Dirigidos respectivamente pelo cineasta mais experiente desta edição e por um grupo de jovens experimentadores presentes à 23ª Mostra de Cinema de Tiradentes, Sertânia, de Geraldo Sarno e Canto dos Ossos, de Jorge Polo e Petrus de Bairros, mantêm entre si algumas ressonâncias que não me parecem completamente desprovidas de sentido e orientação. Liberados de toda a lógica do “eterno ensaio” (aquela que vive de suspirar: “um dia o cinema brasileiro chega lá!”) ou da “Retomada” (“agora vai!”), estamos diante de dois filmes que circunscrevem um “cinema indireto”, cujas caraterísticas elípticas servem ao propósito de nos lançar a um regime muito específico de proliferação monstruosa. Trato o termo “cinema indireto” como algo oposto ao primado do Cinema Direto, isto é, o dispositivo cinematográfico servindo como meio de captação da realidade não somente pelo tema, como também pela forma. O cinema indireto quer deformar a realidade on purpose, pra ver que bicho, que monstro que dá.

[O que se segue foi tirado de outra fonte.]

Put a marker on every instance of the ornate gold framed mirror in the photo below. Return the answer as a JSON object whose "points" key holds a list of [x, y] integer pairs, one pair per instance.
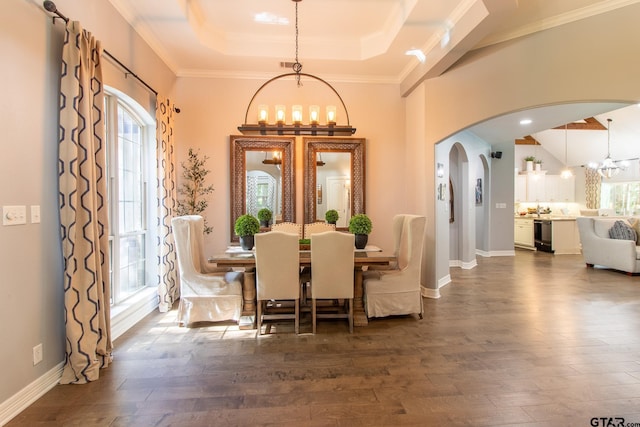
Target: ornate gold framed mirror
{"points": [[334, 178], [262, 176]]}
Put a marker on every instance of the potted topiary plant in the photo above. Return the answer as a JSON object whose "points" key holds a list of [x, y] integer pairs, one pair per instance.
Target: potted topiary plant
{"points": [[246, 226], [264, 216], [331, 216], [361, 226], [538, 164], [529, 163]]}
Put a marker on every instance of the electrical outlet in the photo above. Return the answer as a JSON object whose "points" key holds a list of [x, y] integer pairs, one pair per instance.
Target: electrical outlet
{"points": [[14, 215], [35, 214], [37, 354]]}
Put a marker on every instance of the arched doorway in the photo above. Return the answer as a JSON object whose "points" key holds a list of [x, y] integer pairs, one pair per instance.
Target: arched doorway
{"points": [[461, 216]]}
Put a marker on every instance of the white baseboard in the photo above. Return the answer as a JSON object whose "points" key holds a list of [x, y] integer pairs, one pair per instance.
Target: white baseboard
{"points": [[430, 293], [444, 281], [17, 403], [462, 264], [127, 315], [503, 253], [469, 265]]}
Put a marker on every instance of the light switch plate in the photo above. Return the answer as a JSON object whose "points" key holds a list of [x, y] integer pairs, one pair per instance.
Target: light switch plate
{"points": [[14, 215], [35, 214]]}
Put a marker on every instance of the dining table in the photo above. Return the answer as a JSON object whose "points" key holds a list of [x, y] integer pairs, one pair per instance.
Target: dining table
{"points": [[236, 257]]}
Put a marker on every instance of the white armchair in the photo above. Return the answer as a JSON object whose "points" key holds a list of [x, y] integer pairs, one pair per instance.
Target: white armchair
{"points": [[397, 292], [207, 294], [397, 225], [599, 249]]}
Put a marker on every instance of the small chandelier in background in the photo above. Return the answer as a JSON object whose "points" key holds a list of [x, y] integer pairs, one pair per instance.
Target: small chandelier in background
{"points": [[276, 159], [608, 168], [297, 125]]}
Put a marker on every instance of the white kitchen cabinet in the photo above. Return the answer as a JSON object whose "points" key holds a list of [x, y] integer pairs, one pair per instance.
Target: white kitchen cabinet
{"points": [[541, 188], [520, 188], [523, 233], [536, 188]]}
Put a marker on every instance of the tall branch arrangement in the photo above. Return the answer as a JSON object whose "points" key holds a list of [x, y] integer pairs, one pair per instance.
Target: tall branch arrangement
{"points": [[193, 188]]}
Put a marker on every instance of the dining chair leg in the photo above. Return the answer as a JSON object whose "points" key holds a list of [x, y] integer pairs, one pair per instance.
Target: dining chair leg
{"points": [[350, 315], [313, 314], [259, 317], [297, 319]]}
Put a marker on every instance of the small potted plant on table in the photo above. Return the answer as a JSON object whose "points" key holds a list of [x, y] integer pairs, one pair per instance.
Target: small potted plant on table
{"points": [[361, 226], [529, 163], [246, 227], [331, 216], [264, 216]]}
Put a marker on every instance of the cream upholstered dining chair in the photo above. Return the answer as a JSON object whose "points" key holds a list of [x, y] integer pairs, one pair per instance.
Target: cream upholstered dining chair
{"points": [[207, 294], [332, 262], [277, 276], [288, 227], [397, 292], [317, 227], [396, 227]]}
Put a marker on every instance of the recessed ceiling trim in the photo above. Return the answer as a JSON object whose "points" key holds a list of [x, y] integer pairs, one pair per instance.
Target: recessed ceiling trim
{"points": [[245, 75], [590, 123], [558, 20]]}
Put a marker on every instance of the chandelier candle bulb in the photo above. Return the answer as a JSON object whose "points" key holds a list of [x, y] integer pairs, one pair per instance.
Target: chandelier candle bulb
{"points": [[263, 114], [296, 114], [314, 114], [281, 111], [331, 114]]}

As pontas soltas, eventualmente aleatórias, que ligam um filme ao outro, indicam um contexto de ressaca, sobre o qual recaem as mais duras desconfianças, mas que nunca emanam desânimo. São filmes que morrem atirando e, como mortos-vivos, ressuscitam repentinamente, ignorando os enquadramentos mais rígidos entre a vida e a morte. Como defini-los dentro de suas respectivas lógicas, irredutíveis a quaisquer visões pré-concebidas do cinema e, particularmente, do cinema brasileiro?

Uma “ecologia das imagens” pode se afigurar aqui como um termo provisoriamente adequado, se percebido como um registro “onde não se pode [mais] separar o natural, o técnico e o biológico, e sim pensá-los em conjunto” — como observa a filósofa Anne Sauvagnargues. Trata-se de imagens que abrem mão de tematizar ou fabular os corpos dados, para acrescentar novos corpos, corpos monstruosos, à realidade objetiva.

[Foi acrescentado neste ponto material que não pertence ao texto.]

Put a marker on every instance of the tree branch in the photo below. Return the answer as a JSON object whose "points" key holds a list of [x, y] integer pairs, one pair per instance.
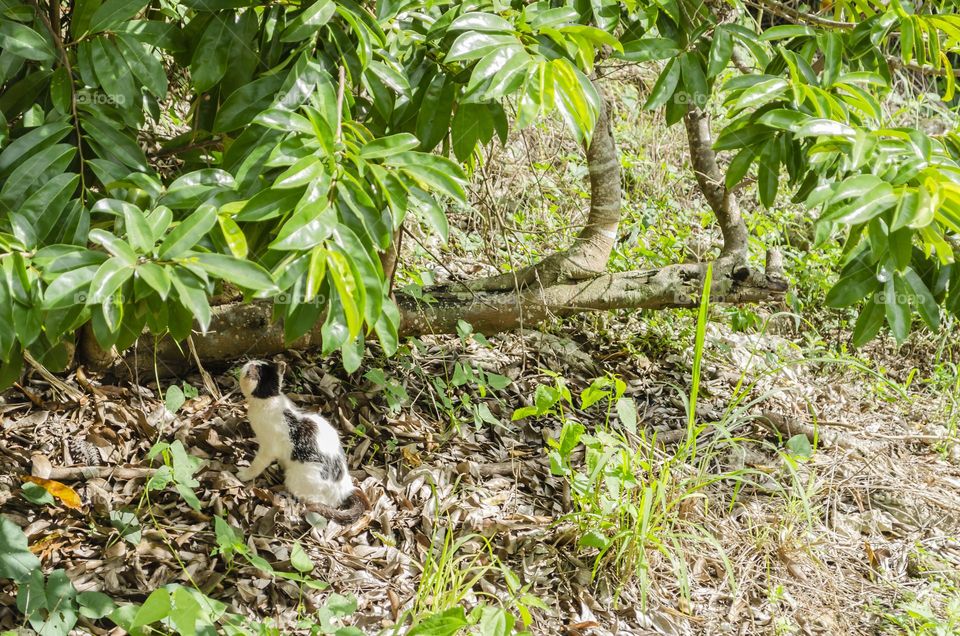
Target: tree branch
{"points": [[795, 16], [248, 330], [590, 251], [723, 202]]}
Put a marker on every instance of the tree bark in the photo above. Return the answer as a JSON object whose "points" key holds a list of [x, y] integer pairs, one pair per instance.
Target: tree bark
{"points": [[246, 330]]}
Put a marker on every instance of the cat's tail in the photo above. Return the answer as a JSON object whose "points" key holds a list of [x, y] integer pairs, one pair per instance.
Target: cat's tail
{"points": [[357, 504]]}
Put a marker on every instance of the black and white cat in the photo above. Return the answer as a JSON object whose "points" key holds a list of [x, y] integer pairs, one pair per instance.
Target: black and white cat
{"points": [[305, 444]]}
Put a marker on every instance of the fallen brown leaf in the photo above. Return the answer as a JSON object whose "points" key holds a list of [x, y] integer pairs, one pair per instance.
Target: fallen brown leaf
{"points": [[63, 492]]}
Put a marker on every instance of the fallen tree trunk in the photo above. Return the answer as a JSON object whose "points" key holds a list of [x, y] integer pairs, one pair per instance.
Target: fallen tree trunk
{"points": [[247, 330]]}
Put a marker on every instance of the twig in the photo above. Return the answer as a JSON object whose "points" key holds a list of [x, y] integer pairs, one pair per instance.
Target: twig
{"points": [[69, 391], [340, 88], [208, 382], [167, 152], [798, 17], [788, 428]]}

Este cinema indireto e monstruoso se propõe, antes de arriscar novas formas e expressões, a operar deformações nos registros considerados propriamente cinematográficos, fazendo proliferar modalidades impróprias de expressão. Relações definidas por deformação das partilhas categóricas ou, ainda, “exformações”, isto é, movimentos de instabilização da forma que indicam a superação da interpolação entre métricas e ritmos resguardadas em termos genéricos, como mise-en-scène, cinema de fluxo, etc.

Por não levar tão a sério essas categorias e dicotomias, esses filmes parecem mais absorver a instabilidade errática do real do que restaurá-la em uma forma apreensível. Daí o seu caráter indireto: uma vez a forma do filme servindo como meio para sua própria dissolução, não há outro caminho ao “participante”, “ex-spectator”, se não acompanhar de perto, acolhendo tudo aquilo que os filmes propõem para além de seu gosto pessoal e expectativas gerais.

Não que os filmes em questão sejam pioneiros neste aspecto multidimensional e transbordante da forma — Akerman, Ferrara, Weerasethakul e, no Brasil, Uchôa e Queiroz operam, cada um à sua maneira, essa saturação presencial na imagem cinematográfica. Mas é de se notar o quanto a forma indireta, isto é, os procedimentos que não informam, mas “exformam” o clichê e a referência, atinge neles uma alta carga expressiva.

O que uma taxonomia realizada à primeira vista revela são dois gestos sólidos na sua tendência em volatilizar o construto cinematográfico, para, posteriormente, liberar outras experiências, isto é, outras relações com a matéria do cotidiano. Há em ambos uma espécie particular de tensionamento interno dos planos, movimentos, cortes, sincronia e representação que, devido à originalidade dos materiais e dos procedimentos, nos apresenta duas sensibilidades acerca do “estar presente” na frente e atrás das câmeras, na sala e fora da sala de cinema. Cotidiano, portanto, não apenas relativo ao peso das visões do dia-a-dia, mas também o denso material perceptivo que colecionamos de maneira involuntária e sobre o qual incidem as deformações operadas pelo delírio, o tédio ou o espírito de guerra, conformidade e conformação.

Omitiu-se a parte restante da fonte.